If there was some good standard survey on cultural views, you could compare geo regions on the summary stats of their responses, and cluster them. But you'd need a _huge_ number of responses to get good county-level data. And then I think we'd expect to see lots of county-to-county differences reflecting the urban-rural contours, immigration differences tied to industry, etc, rather than these big, uninterrupted regions. E.g. I would think King County, WA and Alameda County, CA have a lot more in common with each other than either does with Del Norte County, CA.

acegopher•1h ago
No, it's not in the text at the original link, however, yes, there is a link to the full article in the blurb with the how: https://www.nationhoodlab.org/the-american-nations-regions-a...
abeppu•27m ago
No, I saw that page and it doesn't say anything meaningful about how they arrived at this. It says _that_ they expanded the model, and various notes about resolution, they use to communicate the labeling they arrived at -- but nothing meaningful about the input data used, any statistical methodology, etc.

> my Motivf colleagues and I refined the ad hoc models and produced what you might call the “official” American Nations Model spreadsheets for the United States, mapping the regional cultures at county-level resolution.

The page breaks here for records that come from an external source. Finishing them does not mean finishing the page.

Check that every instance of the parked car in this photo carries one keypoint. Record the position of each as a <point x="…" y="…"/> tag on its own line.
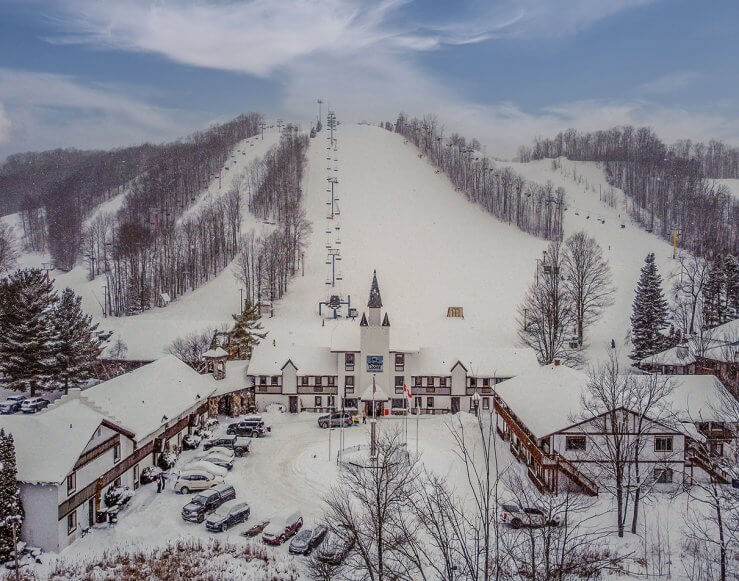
<point x="207" y="501"/>
<point x="12" y="404"/>
<point x="33" y="404"/>
<point x="193" y="480"/>
<point x="336" y="420"/>
<point x="149" y="474"/>
<point x="218" y="460"/>
<point x="517" y="516"/>
<point x="252" y="427"/>
<point x="281" y="529"/>
<point x="239" y="445"/>
<point x="191" y="442"/>
<point x="227" y="453"/>
<point x="227" y="515"/>
<point x="307" y="540"/>
<point x="335" y="548"/>
<point x="254" y="530"/>
<point x="207" y="467"/>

> This summer, we’ve expanded the analytical model to the rest of North America covered in American Nations.

jghn•1h ago
There's an entire book from the author on this topic [1]

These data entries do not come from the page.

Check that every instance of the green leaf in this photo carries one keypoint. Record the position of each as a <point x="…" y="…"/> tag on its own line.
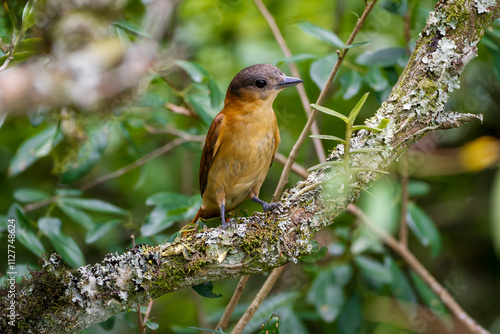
<point x="29" y="240"/>
<point x="355" y="45"/>
<point x="168" y="199"/>
<point x="108" y="324"/>
<point x="326" y="164"/>
<point x="24" y="235"/>
<point x="495" y="213"/>
<point x="34" y="45"/>
<point x="88" y="154"/>
<point x="364" y="127"/>
<point x="401" y="288"/>
<point x="216" y="95"/>
<point x="383" y="57"/>
<point x="399" y="7"/>
<point x="327" y="295"/>
<point x="376" y="79"/>
<point x="320" y="69"/>
<point x="322" y="34"/>
<point x="330" y="112"/>
<point x="429" y="298"/>
<point x="170" y="208"/>
<point x="205" y="290"/>
<point x="316" y="253"/>
<point x="133" y="28"/>
<point x="327" y="137"/>
<point x="3" y="116"/>
<point x="299" y="58"/>
<point x="374" y="271"/>
<point x="418" y="188"/>
<point x="69" y="192"/>
<point x="27" y="17"/>
<point x="63" y="244"/>
<point x="203" y="107"/>
<point x="29" y="195"/>
<point x="423" y="228"/>
<point x="152" y="325"/>
<point x="364" y="169"/>
<point x="95" y="205"/>
<point x="351" y="317"/>
<point x="218" y="331"/>
<point x="34" y="148"/>
<point x="272" y="326"/>
<point x="351" y="84"/>
<point x="365" y="150"/>
<point x="194" y="70"/>
<point x="355" y="111"/>
<point x="99" y="230"/>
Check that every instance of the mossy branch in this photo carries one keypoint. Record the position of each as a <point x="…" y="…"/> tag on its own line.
<point x="67" y="302"/>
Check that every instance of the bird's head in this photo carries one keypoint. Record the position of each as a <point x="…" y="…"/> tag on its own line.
<point x="259" y="82"/>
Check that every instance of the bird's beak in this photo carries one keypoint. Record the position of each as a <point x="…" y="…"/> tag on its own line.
<point x="288" y="82"/>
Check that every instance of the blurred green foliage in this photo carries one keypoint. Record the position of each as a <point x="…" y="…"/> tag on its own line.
<point x="51" y="180"/>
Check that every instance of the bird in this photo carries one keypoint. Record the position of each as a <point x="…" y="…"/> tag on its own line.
<point x="241" y="142"/>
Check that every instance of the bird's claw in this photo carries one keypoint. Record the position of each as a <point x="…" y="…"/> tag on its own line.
<point x="271" y="206"/>
<point x="226" y="224"/>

[1] https://www.amazon.com/American-Nations-History-Regional-Cul...

madcaptenor•44m ago
I've read the book and it's interesting. I don't recall him explicitly explaining the methodology and so I had the same question - from that link it sounds like the methodology was more ad hoc originally but now it's on more of a solid quantitative footing.
guywithahat•59m ago
I thought this too, it seems to be a map of who the original people were to the region (including cases where major immigrant groups who created the region), but none of the methodology is listed or really makes sense, making it not very useful. Seems rich of the author though to suggest the region he's from is deeply complex, while the regions he isn't from are painted with a broad brush
parpfish•36m ago
i'd like to see more methods, because that Midlands region looks similar to the types of artifacts I used to get doing various unsupervised learning projects.

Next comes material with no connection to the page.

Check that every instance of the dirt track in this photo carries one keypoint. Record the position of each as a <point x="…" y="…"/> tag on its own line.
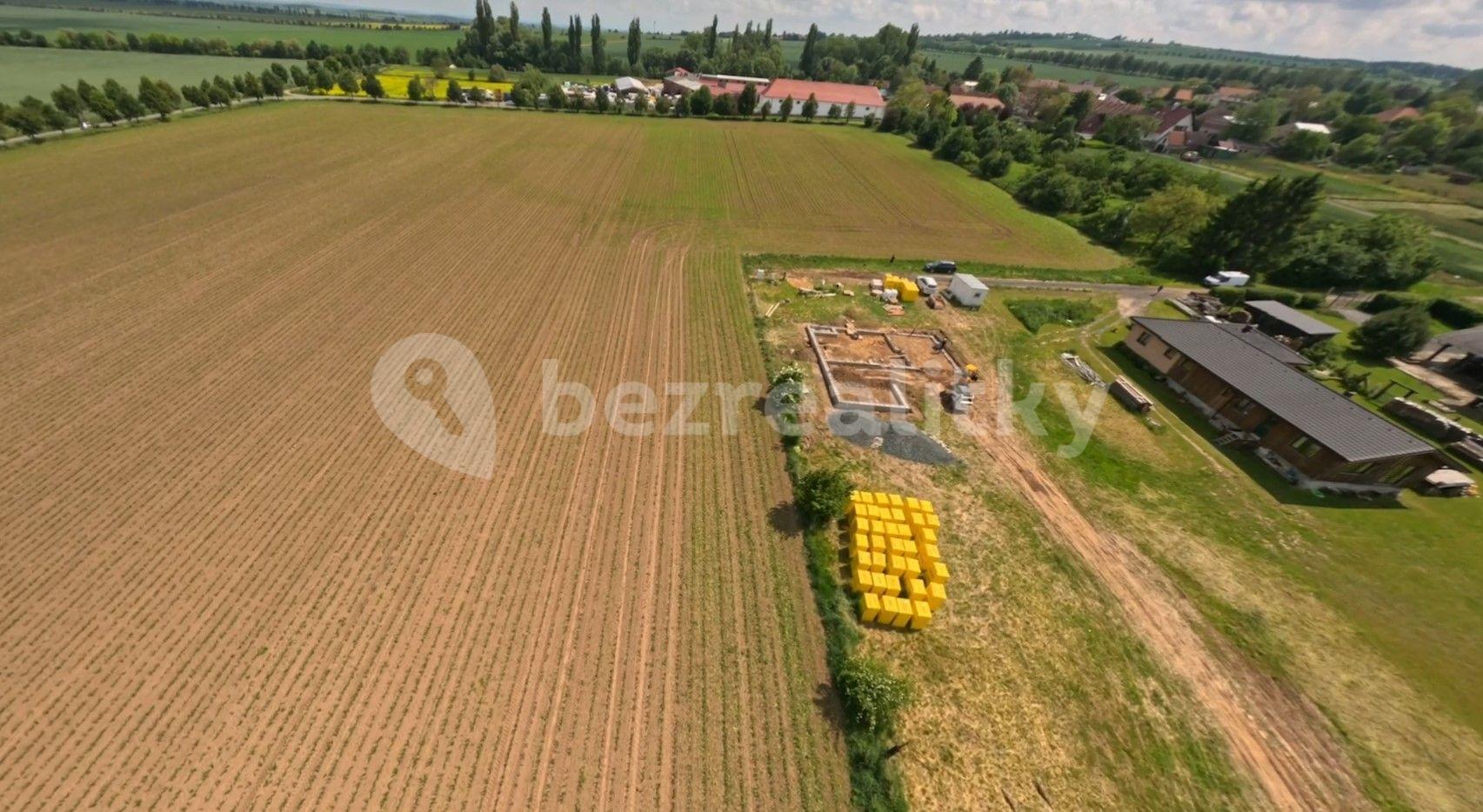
<point x="1274" y="735"/>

that shape screams "there are a couple of clear clusters nearby, and this is the leftover 'in-between' space we didn't know how to handle so we made a new cluster"

jmclnx•52m ago
Site down, from the wayback machine:

https://web.archive.org/web/20250922163253/https://colinwood...

davidw•37m ago
These are always kind of fun to contemplate - in part because everyone immediately jumps in with ways that they are wrong.

For instance where I live in Deschutes County, Oregon... physically, yeah, we are in that 'far west' region, but have a lot of cultural and economic ties to Oregon and even California west of the mountains.

OkayPhysicist•16m ago
Any cultural grouping that claims Humboldt and Tahoe aren't more closely related to each other than either are to the central valley is quite wrong. California pretty cleanly splits into 4 cultural regions: SoCal, The Bay, The Central Valley, and the Mountain Folk.

If you posterize enough to get to a map this course, then you'd have "The Left Coast" running down the Sierras, with parts of Klamath and Cascade Ranges (notably excepting the Shasta corner, which is more closely related to the Klan country side of Oregon). This can be somewhat justified, if one argues that the difference between the cultural ideas of the Bay Area are just urban versions of those that occupy the mountains (oddly harmonious mix of hippies and libertarians vs. the Bay's coexistence of corporate libertarians and progressives).

chasing•14m ago
https://en.wikipedia.org/wiki/Megaregions_of_the_United_Stat...

This seems like a much saner breakdown of the US into mega-regions. Feels much more intuitive and doesn't involve wacky stuff like grouping Philadelphia; the Oklahoma panhandle; and Mooseknuckle, Ontario together.

tracerbulletx•11m ago
There's obviously never going to be one right answer to any kind of spatial taxonomy of cultures, but if the methodology is thoughtful and makes you think about the shared or differing cultural properties, it can be interesting.